Africa to lose big as global tensions mount
Africa is set to be the biggest loser should the rocky economic relationship between the Chinese and the United States trading blocs continue to fragment, a new report by the International Monetary Fund (IMF) suggests.
IMF researchers said Africa has been benefiting from global integration, riding on the tailwinds of the growth of emerging economies like China but this could be brought to a halt. “Africa trade openness – measured as imports plus exports as a share of
GDP – doubled from 20% of GDP before
2000 to about 40%. “This doubling, together with buoyant commodity prices, amongst other factors, contributed to the growth take-off of Africa during this period, boosting living standards,” researchers stated.
They explained that sub-Saharan Africa could experience “permanent economic decline” if the world were to crack and split into two standalone trading blocs centred on China and its allies, versus the United States and European Union.
“About half of the region’s value of current international trade would be affected in a scenario in which the world is split into two trading blocs, with Africa set to lose four percent of GDP,” reads the report.

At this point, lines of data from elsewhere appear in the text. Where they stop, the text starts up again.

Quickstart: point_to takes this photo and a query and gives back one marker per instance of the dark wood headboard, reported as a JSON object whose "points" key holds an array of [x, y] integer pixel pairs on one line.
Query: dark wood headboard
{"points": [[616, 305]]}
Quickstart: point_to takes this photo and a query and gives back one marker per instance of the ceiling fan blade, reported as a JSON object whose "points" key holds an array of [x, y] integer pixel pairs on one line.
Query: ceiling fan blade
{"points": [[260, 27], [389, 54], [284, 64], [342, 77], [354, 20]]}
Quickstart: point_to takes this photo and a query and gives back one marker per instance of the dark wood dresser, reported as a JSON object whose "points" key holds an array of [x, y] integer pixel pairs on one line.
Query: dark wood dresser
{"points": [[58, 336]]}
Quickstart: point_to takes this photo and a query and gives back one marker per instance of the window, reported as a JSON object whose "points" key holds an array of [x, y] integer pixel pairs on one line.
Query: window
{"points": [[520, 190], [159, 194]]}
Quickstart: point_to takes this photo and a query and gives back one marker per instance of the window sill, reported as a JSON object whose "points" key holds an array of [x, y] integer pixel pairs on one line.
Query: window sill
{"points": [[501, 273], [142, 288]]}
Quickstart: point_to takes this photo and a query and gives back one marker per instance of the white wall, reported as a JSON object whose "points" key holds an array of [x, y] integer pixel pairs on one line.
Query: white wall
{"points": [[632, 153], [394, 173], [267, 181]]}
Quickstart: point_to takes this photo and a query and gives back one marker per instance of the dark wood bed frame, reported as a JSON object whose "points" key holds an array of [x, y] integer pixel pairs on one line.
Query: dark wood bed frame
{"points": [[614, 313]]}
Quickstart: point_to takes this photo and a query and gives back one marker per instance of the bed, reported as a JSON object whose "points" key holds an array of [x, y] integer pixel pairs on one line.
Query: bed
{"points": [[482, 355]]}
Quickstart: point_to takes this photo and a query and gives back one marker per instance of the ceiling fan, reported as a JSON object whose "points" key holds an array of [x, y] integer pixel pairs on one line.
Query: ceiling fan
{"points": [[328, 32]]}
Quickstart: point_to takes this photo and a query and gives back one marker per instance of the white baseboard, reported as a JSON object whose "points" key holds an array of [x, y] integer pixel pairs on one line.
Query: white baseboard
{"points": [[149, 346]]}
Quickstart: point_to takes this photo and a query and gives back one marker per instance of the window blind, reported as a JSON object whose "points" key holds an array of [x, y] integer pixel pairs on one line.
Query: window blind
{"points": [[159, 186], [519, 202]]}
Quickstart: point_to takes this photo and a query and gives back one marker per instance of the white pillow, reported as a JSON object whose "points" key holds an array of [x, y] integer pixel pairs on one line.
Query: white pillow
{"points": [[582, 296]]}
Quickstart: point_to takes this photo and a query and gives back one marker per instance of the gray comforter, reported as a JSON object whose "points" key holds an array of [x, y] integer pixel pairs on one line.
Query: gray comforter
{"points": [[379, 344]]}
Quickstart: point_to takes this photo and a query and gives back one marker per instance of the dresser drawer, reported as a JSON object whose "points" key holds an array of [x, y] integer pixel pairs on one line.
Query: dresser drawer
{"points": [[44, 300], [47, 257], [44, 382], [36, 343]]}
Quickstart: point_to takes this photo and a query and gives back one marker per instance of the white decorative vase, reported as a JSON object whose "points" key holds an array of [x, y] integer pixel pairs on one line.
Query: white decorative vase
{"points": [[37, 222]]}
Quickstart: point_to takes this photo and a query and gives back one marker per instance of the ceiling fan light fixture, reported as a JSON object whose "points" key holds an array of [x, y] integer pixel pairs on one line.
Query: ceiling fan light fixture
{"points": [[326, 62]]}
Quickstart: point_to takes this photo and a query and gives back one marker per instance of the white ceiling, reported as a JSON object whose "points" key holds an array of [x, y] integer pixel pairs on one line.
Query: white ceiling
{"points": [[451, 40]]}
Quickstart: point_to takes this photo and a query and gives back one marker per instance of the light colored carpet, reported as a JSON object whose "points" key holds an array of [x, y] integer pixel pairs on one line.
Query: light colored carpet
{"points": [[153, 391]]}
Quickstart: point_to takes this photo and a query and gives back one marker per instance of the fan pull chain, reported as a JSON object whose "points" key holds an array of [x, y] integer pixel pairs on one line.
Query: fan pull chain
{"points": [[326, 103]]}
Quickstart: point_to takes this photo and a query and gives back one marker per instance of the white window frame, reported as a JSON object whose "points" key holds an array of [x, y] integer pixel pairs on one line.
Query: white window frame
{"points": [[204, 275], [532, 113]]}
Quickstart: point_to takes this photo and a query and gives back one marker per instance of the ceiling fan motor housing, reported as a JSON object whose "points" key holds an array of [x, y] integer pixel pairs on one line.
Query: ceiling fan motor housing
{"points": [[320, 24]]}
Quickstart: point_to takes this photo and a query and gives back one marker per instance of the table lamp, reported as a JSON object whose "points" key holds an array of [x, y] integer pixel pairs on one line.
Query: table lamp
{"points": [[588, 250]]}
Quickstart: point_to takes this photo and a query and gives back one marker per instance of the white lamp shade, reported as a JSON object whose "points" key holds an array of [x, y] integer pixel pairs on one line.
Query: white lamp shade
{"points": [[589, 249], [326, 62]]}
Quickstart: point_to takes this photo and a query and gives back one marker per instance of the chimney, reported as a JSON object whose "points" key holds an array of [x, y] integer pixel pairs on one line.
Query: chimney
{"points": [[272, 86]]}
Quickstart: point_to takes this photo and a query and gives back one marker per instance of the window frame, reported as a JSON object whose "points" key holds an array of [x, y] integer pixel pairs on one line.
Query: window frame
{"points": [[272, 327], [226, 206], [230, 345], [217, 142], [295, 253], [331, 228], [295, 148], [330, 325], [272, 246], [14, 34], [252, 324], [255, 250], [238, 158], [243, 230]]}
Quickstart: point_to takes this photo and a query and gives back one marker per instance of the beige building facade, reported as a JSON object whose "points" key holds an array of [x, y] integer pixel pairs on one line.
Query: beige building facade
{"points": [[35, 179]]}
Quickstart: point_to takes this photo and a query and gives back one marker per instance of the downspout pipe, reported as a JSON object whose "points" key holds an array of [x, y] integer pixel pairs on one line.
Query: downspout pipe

The region could lose an estimated $10 billion in Foreign Direct Investment (FDI) and official development assistance inflows which are around half a percent of GDP a year based on the IMF’s average 2017–2019 estimate. The reduction in FDI could also mean that much of the needed transfer of technology could also be harmed.
For countries looking to restructure their debt, deepening fragmentation could also worsen coordination amongst creditors.
Local policymakers are tracking the rising threat of geopolitical tensions and geo-economic fracturing. Bank of Botswana governor, Moses Pelaelo and his lieutenants have frequently cited geopolitical tensions in Eastern Europe as well as those between the US and China over Taiwan, as threats to both inflation and growth in the country.
Recently, the governor told
BusinessWeek the central bank is aware of a growing push by some major economies against the dominance in global economics of the US and its allies.
“In my monetary policy statement, I made the point about the so-called geoglobal fragmentation and this is an issue that is occupying the global community at large, in terms of what initially started as a push-back on globalisation because there were challenges,” Pelaelo told
BusinessWeek.
“Recently, we have seen this fragmentation globally and sentiments to that effect.”